The Joys of Indiscriminate Reading by Claudia Mills

When I went with my sister on our every-Saturday-morning pilgrimage to the small public library in North Plainfield, N.J., where we grew up, we went alone. It was a time when children could walk anywhere by themselves, and so we did. Patrons were allowed to check out only four books at a time back then, so we chose our four books and carried them home in our bent arms (no backpacks yet). And - this is for me the most striking thing - nobody told us which books to select. Nobody at all.

I do remember that the fifth-grade teacher told me that I would love The Yearling, and although I balked at the recommendation - I didn't seek out books about boys, or about animals - she was right, and I did.
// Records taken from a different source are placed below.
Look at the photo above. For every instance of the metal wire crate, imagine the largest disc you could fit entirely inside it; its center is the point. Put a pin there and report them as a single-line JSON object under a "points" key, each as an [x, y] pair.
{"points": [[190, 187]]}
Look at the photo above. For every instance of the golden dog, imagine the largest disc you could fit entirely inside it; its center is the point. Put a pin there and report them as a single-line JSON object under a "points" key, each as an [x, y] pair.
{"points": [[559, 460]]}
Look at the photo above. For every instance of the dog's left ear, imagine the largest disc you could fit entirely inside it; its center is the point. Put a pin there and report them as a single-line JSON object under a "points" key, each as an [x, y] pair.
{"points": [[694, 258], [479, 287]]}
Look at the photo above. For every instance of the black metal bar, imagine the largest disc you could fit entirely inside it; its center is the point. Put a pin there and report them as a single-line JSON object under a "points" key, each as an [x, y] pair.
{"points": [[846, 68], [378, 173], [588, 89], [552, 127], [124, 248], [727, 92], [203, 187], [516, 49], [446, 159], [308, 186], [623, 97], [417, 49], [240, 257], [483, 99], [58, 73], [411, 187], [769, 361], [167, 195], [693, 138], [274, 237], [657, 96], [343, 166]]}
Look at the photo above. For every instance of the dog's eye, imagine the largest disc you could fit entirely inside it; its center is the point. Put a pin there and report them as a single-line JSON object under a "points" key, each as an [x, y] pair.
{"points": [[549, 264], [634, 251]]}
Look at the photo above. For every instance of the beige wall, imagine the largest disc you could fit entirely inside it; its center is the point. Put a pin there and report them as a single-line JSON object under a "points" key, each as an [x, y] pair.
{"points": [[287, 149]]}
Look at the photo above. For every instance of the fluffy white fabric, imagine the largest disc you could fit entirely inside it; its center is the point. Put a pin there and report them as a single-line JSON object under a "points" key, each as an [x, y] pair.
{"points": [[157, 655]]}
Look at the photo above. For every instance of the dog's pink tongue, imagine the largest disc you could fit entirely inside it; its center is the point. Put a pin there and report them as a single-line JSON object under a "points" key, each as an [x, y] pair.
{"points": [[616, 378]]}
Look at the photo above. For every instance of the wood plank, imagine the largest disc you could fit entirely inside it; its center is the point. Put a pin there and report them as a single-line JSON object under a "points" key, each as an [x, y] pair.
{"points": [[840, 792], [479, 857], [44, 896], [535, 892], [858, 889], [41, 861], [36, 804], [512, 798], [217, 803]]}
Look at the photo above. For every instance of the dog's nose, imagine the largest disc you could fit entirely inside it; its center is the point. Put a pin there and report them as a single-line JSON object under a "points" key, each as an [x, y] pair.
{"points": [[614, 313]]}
And one friend at school told me I would love Anne of Green Gables, and she was right, too. But those are the only two times I can remember even a suggestion about what I should read. My own mother, elementary school teacher and avid reader herself, never supervised our reading in any way.

Nobody told me that a book was too young for me, or too old, or that I had already read it twenty times so why didn't I read something else, or that it was series fiction, and so "trash." My sister and I just read whatever we stumbled upon, often drawn to books for the strangest of reasons. We fell in love with the "Shoes" books of Noel Streatfeild (Ballet Shoes, Theater Shoes, Dancing Shoes, Movie Shoes) because Skating Shoes had a character that shared my name: Aunt Claudia. I first read From the Mixed-up Files of Mrs.Basil E. Frankweiler for the same reason: it's a girl named Claudia who runs away to the Metropolitan Museum of Art. Of course, once we found something we adored - the "Adventure" books of Enid Blyton, or the Betsy-Tacy books of Maud Hart Lovelace - we were set for weeks or months, devouring each week's next installment with ravenous gluttony.

Today when I go to book signings, I'll hear parents dismiss a book as "below your reading level," or "You don't want that one; it's about a girl." I had one friend tell me that she had decided her ten-year-old was now finally "ready" for Katherine Paterson's Bridge to Terabithia. Another previewed every single book for her child by reading it herself first. Now, these are caring parents, no doubt about it, and I love that parents and children can be reading the same books and sharing them together: hooray for mother-daughter book clubs! Yet there is something to be said for just reading willy-nilly, impulsively, compulsively - reading whatever, however, just because.

Years later, when I would take my own very young boys to the library, my older son tended to want to check out books we already owned: "This one is good!" My three-year-old granddaughter now grabs for checkout any picture book on the shelf at random, and whatever books happen to be next to it. And you know what? I let them.